Oh, this city. This city, this city, this city. 

My family went to a New Year’s Eve party and watched the fireworks in all of their glory over the river. 

My daughter gazed up at the sky and gaped with delight. My husband kissed me. Everyone else around me oohed and ahhed.

“You know what would be prettier than these fireworks?” I asked rhetorically, draining my flute of champagne. “My recycling and trash getting picked up.”

I didn’t add, but could have: “Or not being in a borderline state of panic every time I leave the house after a certain hour. Or not getting a flat tire every other month from potholes. Or having any sort of basic infrastructure.”

I don’t like being this grumpy and negative. Although I’m a cautious person by nature and tend toward pessimism as a rule, I don’t actually hate everything. I would love to be able to squeeze my daughter’s hand and kiss my husband back and share everyone’s sense of wonder. But sadly, sometimes I think this city has broken me. 

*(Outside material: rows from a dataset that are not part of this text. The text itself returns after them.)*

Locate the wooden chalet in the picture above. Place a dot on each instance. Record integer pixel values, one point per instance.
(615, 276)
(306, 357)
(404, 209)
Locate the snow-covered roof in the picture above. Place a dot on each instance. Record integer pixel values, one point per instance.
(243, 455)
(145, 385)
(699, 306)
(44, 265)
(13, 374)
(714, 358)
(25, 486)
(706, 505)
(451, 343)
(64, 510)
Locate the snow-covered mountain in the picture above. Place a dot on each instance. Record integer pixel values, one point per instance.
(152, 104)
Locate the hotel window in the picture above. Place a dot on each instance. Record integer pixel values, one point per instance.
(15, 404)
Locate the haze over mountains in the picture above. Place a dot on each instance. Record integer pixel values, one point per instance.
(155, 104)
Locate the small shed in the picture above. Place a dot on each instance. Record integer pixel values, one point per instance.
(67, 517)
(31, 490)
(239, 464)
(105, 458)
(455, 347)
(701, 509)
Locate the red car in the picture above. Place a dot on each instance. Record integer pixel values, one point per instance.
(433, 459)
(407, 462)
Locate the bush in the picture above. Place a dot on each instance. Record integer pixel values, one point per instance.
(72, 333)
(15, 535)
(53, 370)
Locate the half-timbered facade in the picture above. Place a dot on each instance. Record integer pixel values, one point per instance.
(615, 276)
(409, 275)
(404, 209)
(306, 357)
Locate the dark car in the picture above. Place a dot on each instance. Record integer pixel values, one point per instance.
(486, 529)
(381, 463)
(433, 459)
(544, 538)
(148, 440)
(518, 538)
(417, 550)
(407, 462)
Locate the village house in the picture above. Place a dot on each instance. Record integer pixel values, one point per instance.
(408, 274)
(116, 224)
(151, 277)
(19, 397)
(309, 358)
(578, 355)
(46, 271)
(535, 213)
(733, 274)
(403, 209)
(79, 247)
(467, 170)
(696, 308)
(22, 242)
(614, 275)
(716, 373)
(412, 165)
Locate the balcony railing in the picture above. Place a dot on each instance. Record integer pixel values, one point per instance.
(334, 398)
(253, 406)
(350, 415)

“We are moving!” I tell my husband almost weekly after we get a $500 Entergy bill or I scrape up the bottom of my car navigating a street that is perpetually under construction or am late to work because of broken traffic lights. “I can’t do this anymore.”

This encompasses any number of dysfunctional quirks that New Orleans has that I found charming in my teens and 20s and early 30s. But now I’m in my 40s, aka my Curmudgeon Phase, where I want to tell kids to get off my lawn but even more than that, I want all of the trash and recycling that has accumulated over the past few weeks off of my lawn.

Ugh. 

But then. 

On Friday, while I was stuck at work, a friend I’ve known since third grade dropped a piece of delicious chocolate-swirled king cake off at work for me after I lamented that it was Epiphany and yet there was no king cake in my office break room. 

“Thank you!” I texted him.

“It’s a high holy day for all true New Orleanians,” he replied. “I can’t have you in a king cake desert.”

Then that night, another dear friend of more than 15 years took Georgia to the Krewe of Joan of Arc parade so that my husband and I could celebrate our anniversary.

On our way home, after a wonderful meal, we caught beads from Phunny Phorty Phellows while stopped at a (functioning!) traffic light.

I went to bed that night happy – maybe not happy with the city, but happy with its inhabitants, its traditions, its food. 

I guess I’m not moving after all. 

Oh, this city. This city, this city, this city.